赵元俊听云歌说这话,猛然间心里伸出一只手来,想要抓住那将要失去的。
“侯爷,城门外聚集一大帮流民,要进城避难”,刘有成匆匆闯入,对简延急声禀告。
“哦”,简延也是一愣,“大概有多少人”。
“人数至少上千”,刘有成瞥了一眼云歌和赵元俊,“似乎都是附近遭流寇的村民……”
“让他们进城吧”,知州大人急忙说,却见简延没有丝毫反应,静静等刘有成继续禀告。
“末将在城楼上观察时发现城外树林处,似乎有异动”,刘有成说:“末将怀疑有伏兵”。
知州大人一惊,慌了神,不知该怎么办,只得看着简延。
简延低头沉思一会儿,说:“去城楼”。
城下衣着破烂的流民敲着城门,大声的叫嚷,放他们进来,可是大门依然紧闭,已经没有轻壮的男人,偶然一两个男人不是白须老翁,就是稚子小儿,更多的妇女,她们冲到城门下,尖细的嗓音让门内都沸腾,也许是许久没有得到城内的回应,她们开始叫骂,语言粗俗,却让人更觉心酸,她们的脸上已经没了最初的颜色,黄褐色的风霜染上她们的脸颊,一路艰辛让她们疲惫不堪,随时会出现的流寇让她们胆战心惊,饥寒交迫让她们奄奄一息,不少女人还怀抱嗷嗷待哺的婴儿,也哭得声嘶力竭。
“开城门吧”,知州大人不忍见这一幕,他家世代在璟城为官,这样的景象,他平生未见,曾经平凡庸碌的日子也磨去了他雄心,像一个普通的人,都是廉价的慈悲。

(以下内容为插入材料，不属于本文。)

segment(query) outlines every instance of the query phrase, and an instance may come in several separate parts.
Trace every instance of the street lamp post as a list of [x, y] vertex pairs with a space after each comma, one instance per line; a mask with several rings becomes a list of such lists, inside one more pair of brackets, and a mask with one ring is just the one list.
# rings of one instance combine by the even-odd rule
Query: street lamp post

“不能开,百米之外的树林有伏兵,而且数量不少”,简延说。
知州大人也不知该怎么办才好,可是仁慈的心在作祟,“这些流民该怎么办,她们这样哭,也会影响人心的”。
简延低头看了一眼,说:“吩咐人多做些馒头,每日扔下去”,转头看向云歌:“不要浪费了粮食,按照普通士兵的分量,璟城可能要被困些日子”,笑着对云歌说:“云歌,你可要计算好,璟城人会不会挨饿,就看你的了”。
云歌点头说:“我会尽力的”。
下了城楼,就见许多百姓守在城门那里,见知州大人,立刻围了上来,“向大人,怎么不开城门啊,外面还有人没有进来”。
知州大人面有难色,“城门外的人,身份不明,以防是奸细,我们想先查清楚”。
“哦”,众人恍然大悟,议论开来,可是还有人疑虑,“这要多久啊,外面可能都是老弱妇孺,听她们哭得多惨啊,这样晚上都睡不着”,“是啊,我亲戚还在附近的村庄,不知他们怎么样了”……
知州大人不得不再次违心的说:“很快,很快……”他没有多少底气,那些人是不可能进城的。
烛光如萤火,简延将卷好的小纸条展开,见上面的字,嘴角微微上扬,寥寥数语已默记在心,将纸条放在烛火上,火光贪婪的舔食着纸条,瞬间已是灰烬,他倚在椅背上,闭上眼睛,快则三天,慢则七天,希望屈艺不要成为做坏的打算。
很静的夜晚,空荡荡的街上依稀传来哭声,让闻着皆是心中烦闷,而守城的士兵也是心烦意乱,说可是断断续续的哭声,一会儿是婴孩,一会儿是老妪,连不远处林中的鸟也被惊醒久久盘旋不愿栖落。